[Bug 151577] Writer PDF import filter should default to producing paragraphs of text, not drawing objects

2025-11-26 Thread bugzilla-daemon
https://bugs.documentfoundation.org/show_bug.cgi?id=151577

--- Comment #17 from Lightsky  ---
(In reply to Eyal Rozenberg from comment #16)
> we would need to decide what the relative
> linear order of most boxes is; 

Could you please explain this part in more details?

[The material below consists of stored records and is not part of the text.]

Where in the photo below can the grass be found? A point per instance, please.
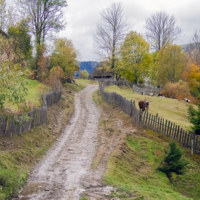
(85, 82)
(20, 153)
(170, 109)
(35, 91)
(132, 166)
(84, 198)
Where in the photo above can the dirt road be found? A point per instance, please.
(60, 173)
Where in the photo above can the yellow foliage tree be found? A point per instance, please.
(170, 64)
(136, 58)
(65, 56)
(191, 74)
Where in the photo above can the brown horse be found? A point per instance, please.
(143, 105)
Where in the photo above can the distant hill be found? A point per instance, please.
(88, 65)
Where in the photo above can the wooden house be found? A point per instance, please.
(101, 72)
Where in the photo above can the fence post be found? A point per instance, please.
(192, 142)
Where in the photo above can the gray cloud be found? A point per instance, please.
(83, 16)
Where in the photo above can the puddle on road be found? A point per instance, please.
(33, 188)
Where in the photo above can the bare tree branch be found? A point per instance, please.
(161, 30)
(110, 33)
(45, 16)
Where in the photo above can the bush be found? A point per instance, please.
(194, 117)
(173, 162)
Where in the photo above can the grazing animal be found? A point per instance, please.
(151, 94)
(187, 100)
(161, 96)
(143, 105)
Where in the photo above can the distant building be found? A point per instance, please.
(189, 47)
(100, 73)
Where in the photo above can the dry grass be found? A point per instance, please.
(35, 91)
(20, 153)
(171, 109)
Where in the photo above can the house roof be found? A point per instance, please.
(101, 70)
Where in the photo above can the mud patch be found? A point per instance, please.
(70, 158)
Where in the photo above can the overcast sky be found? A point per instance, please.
(83, 16)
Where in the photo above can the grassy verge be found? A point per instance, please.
(85, 82)
(132, 166)
(170, 109)
(84, 198)
(19, 154)
(35, 91)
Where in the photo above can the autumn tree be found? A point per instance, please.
(8, 15)
(45, 17)
(84, 74)
(191, 74)
(56, 75)
(65, 56)
(12, 74)
(20, 33)
(110, 34)
(135, 56)
(170, 63)
(161, 30)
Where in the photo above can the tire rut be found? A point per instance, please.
(58, 175)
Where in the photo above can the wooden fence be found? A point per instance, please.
(155, 123)
(9, 127)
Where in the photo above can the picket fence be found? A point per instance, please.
(152, 122)
(38, 116)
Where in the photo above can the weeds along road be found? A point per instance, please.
(60, 174)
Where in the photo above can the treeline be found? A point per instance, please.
(154, 56)
(30, 48)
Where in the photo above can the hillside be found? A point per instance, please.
(88, 65)
(170, 109)
(135, 155)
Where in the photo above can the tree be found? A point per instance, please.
(55, 78)
(110, 34)
(193, 49)
(84, 74)
(161, 30)
(173, 162)
(12, 75)
(170, 63)
(8, 16)
(191, 74)
(135, 56)
(65, 56)
(45, 17)
(21, 33)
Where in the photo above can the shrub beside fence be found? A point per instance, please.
(8, 127)
(155, 123)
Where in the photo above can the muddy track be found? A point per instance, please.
(60, 173)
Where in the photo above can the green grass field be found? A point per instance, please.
(134, 170)
(132, 166)
(170, 109)
(35, 91)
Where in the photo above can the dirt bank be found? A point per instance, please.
(60, 173)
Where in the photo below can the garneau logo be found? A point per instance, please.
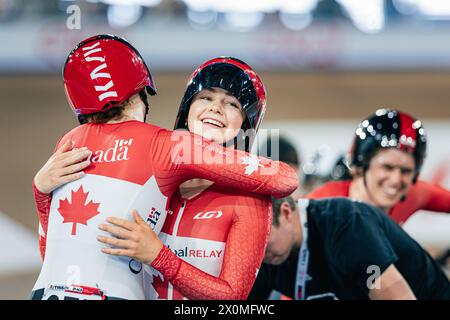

> and which of them start paragraphs.

This would be ideal of course, but my point is not to try to implement a
perfect solution at a 1st step. Couldn't this be ignored at a 1st step and just
do a new paragraph for EACH textbox in Writer?
Citing from my earlier post "1 paragraph for each line of original PDF".
#32249 has been pending since 2010, the perfect solution isn't gonna happen
anytime soon I guess.

-- 
You are receiving this mail because:
You are the assignee for the bug.

[Bug 151577] Writer PDF import filter should default to producing paragraphs of text, not drawing objects

2025-11-26 Thread bugzilla-daemon
https://bugs.documentfoundation.org/show_bug.cgi?id=151577

--- Comment #16 from Eyal Rozenberg  ---
(In reply to Lightsky from comment #15)
> But specifically for Writer even outputting text with new paragraphs (even
> if its 1 paragraph for each line of original PDF) instead of a textbox for
> each line would make it much easier to edit in Writer (as a 1st step).

That is actually not just a "first step" - it is already a big part of the
work. To do what you suggest, we would need to decide what the relative linear
order of most boxes is; and which of them start paragraphs. If you've done that
- you're already half way to complete document structure reconstruction (and
note that I didn't say _perfect_ document reconstruction).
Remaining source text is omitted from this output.